OSCAR Pistorius is "heartbroken" by the death of his girlfriend Reeva Steenkamp, his coach said today, as the Paralympian began the fourth day of his fight for bail.
"Blade Runner" Pistorius, 26, is accused of murdering 29-year-old model Steenkamp at his home last week but claims he shot her through a bathroom door thinking she was an intruder.
Speaking outside Pretoria Magistrates' Court, his coach Ampie Louw said the athlete was heartbroken by his girlfriend's death, telling reporters: "For me, it's tough to see that. You cannot reach out, sit next to him and say sorry man, this is a terrible accident..."
He said if Pistorius was granted bail, his training would resume, although he will not compete. Yesterday sports giant Nike confirmed it has suspended its contract with the runner.
"I think that will be a very good thing to do, I think just to get his mind clear. The sooner he can start with a bit of work, the better."
He said it was unlikely the sports star would flee, if given bail, adding: "He is not going to run nowhere so why not give the guy bail? He must stand trial, and let's do that and get the truth out of it."
The prosecution continued to sum up its case in the lengthy bail hearing today, after Pistorius's defence argued yesterday he was too famous to flee if released on bail.
The case saw another twist yesterday as the lead investigator was replaced after he was charged with seven counts of attempted murder in a case that had previously been dropped.
Hilton Botha is due to appear in court with two other police officers in May, accused of firing shots at a minibus which had seven people inside in October 2011.
Summing up for Pistorius yesterday, defence advocate Barry Roux said poor-quality evidence by Mr Botha had exposed disastrous shortcomings in the state's case.
He said he had been selective with what he said and determined to "bolster the state's case", but could not refute Pistorius's version of what happened, which suggested he was desperate to save her life.
He said there would be widespread shock if the star was not released on bail.
Prosecutor Gerrie Nel asked yesterday if the Paralympian thought that being a world-renowned athlete was an argument for exceptional circumstances and said Pistorius wanted to continue with his life "as if this incident never happened".
He said the athlete's "total lack of insight and willingness to take responsibility for his deeds" increased his risk of fleeing.
He claimed Pistorius's actions that night were indicative of a man ready and willing to fire to kill.
"He fired four shots, not one shot," he said. "The only reason you fire four shots is to kill. On his own version, he's bound to be convicted."
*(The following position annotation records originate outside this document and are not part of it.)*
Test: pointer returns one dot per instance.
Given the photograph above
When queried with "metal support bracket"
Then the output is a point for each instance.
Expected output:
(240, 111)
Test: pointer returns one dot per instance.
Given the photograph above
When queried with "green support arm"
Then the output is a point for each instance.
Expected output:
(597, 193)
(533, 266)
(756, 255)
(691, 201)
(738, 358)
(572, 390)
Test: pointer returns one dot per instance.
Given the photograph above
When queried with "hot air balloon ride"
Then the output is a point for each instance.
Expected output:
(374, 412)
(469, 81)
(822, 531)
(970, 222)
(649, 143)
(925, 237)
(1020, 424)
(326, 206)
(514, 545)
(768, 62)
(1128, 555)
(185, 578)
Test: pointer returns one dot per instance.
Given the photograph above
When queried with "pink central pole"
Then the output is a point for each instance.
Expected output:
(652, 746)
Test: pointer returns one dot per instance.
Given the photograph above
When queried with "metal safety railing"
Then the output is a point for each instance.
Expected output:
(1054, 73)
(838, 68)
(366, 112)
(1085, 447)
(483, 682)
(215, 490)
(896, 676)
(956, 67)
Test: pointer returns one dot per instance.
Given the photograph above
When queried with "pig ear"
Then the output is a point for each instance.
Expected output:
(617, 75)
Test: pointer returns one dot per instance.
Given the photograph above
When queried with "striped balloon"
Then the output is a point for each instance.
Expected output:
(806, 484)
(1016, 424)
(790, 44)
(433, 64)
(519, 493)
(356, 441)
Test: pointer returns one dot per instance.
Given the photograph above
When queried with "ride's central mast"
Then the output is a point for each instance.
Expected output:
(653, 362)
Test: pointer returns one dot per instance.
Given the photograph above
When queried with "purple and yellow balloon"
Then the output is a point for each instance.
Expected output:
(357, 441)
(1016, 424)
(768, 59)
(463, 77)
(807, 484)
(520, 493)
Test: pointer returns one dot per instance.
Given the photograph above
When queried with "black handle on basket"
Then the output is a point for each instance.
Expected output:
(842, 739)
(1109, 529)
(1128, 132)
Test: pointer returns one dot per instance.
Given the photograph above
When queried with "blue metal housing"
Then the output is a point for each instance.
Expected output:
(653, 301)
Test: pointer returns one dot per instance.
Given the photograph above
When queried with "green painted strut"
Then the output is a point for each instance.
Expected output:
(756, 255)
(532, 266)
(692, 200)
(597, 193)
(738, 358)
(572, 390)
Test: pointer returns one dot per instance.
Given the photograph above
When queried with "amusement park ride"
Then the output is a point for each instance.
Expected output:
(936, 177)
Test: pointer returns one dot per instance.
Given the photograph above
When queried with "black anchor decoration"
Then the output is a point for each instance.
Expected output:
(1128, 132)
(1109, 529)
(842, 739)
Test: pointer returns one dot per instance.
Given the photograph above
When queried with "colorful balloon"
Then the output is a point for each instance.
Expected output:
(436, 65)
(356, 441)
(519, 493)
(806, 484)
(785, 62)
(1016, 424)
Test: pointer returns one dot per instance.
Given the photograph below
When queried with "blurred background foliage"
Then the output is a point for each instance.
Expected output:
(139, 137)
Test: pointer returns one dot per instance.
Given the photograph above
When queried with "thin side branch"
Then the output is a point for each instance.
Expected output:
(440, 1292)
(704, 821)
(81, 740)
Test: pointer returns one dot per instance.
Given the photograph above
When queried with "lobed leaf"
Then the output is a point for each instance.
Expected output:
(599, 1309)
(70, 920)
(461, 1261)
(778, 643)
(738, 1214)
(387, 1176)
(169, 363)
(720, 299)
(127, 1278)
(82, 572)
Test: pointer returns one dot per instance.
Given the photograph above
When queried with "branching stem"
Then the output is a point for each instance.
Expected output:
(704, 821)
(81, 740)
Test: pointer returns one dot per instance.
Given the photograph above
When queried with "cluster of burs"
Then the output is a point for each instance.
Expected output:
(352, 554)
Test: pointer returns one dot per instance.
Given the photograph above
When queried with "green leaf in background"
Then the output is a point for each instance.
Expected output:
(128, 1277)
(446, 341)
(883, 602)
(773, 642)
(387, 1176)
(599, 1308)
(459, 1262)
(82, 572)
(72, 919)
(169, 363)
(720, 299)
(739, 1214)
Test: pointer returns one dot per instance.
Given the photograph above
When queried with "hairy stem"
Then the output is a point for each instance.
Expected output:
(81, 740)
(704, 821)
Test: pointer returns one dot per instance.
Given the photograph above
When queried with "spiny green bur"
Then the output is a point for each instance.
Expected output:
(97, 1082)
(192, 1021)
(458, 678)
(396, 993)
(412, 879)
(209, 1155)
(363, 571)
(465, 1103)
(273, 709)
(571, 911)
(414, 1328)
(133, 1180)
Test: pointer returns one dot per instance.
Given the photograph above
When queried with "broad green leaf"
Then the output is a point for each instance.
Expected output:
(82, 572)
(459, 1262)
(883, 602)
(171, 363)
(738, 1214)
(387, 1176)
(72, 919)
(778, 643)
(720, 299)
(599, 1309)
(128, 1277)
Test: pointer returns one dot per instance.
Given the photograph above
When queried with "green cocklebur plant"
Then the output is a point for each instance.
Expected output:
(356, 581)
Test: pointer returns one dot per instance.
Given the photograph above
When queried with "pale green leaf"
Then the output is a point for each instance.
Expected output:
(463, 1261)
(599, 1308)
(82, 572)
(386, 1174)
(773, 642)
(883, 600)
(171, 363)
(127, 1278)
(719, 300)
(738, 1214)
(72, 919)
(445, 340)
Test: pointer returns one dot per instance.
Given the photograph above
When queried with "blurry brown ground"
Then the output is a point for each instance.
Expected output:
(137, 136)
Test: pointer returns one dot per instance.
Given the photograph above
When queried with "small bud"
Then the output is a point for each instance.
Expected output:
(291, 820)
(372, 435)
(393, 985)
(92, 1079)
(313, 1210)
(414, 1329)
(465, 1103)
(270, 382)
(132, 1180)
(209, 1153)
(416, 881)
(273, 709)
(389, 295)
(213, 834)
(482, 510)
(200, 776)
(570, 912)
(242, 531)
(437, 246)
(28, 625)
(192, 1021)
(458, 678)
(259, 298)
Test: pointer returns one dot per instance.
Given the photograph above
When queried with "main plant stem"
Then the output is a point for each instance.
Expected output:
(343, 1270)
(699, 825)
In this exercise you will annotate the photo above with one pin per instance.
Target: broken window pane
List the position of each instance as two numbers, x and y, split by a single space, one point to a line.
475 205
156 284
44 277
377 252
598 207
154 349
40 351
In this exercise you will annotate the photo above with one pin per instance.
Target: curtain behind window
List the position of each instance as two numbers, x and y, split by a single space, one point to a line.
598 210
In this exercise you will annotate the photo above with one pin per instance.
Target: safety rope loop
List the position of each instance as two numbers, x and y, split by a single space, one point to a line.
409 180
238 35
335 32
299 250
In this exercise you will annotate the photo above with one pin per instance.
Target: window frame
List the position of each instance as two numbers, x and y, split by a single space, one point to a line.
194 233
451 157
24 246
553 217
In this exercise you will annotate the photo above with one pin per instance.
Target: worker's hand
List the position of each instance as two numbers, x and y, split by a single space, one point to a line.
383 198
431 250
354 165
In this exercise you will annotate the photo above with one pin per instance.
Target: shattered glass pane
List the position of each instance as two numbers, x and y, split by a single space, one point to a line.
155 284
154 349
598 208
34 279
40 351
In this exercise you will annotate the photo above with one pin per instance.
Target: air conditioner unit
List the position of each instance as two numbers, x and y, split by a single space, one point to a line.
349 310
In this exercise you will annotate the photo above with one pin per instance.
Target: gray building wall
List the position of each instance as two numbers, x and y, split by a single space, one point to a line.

As the prosecutor continuing summing up today, Pistorius stood with his head bowed, often visibly emotional in court.
Mr Nel said the athlete appeared to be treating the situation as "business as usual".
He said Pistorius's claim that he thought there was an intruder in the house was part of his planning, and although Steenkamp's murder might not have been planned days in advance, it was planned that night.
The prosecutor said the model locked herself in the bathroom either to escape an argument or to escape the gun.
He said a previous incident where Pistorius is said to have fired a gun in a restaurant, then got a friend to take the blame, suggested he was conscious of protecting himself, and said the athlete was a flight risk if granted bail.
"Lots of important people have fled, are still fleeing justice. Lots of people have escaped bail," he said.
"Who should tell the court what happened? The applicant, not the state. We say the court should refuse bail."
He said Pistorius's version of events was "improbable", while the state's version was based on "objective facts".
The prosecutor said Pistorius had the "money, means and motive" to flee if given bail, and described how WikiLeaks founder Julian Assange was just as well known but had avoided bail by seeking refuge in London's Ecuadorian Embassy.
But defence lawyer Barry Roux said it would be difficult for Pistorius to flee as he would struggle with his prosthetic legs, which cannot go unnoticed through airport security, need maintenance and adjustment on a monthly basis, and his own legs need regular medical treatment.
Magistrate Desmond Nair is now expected to make his decision after midday Irish time.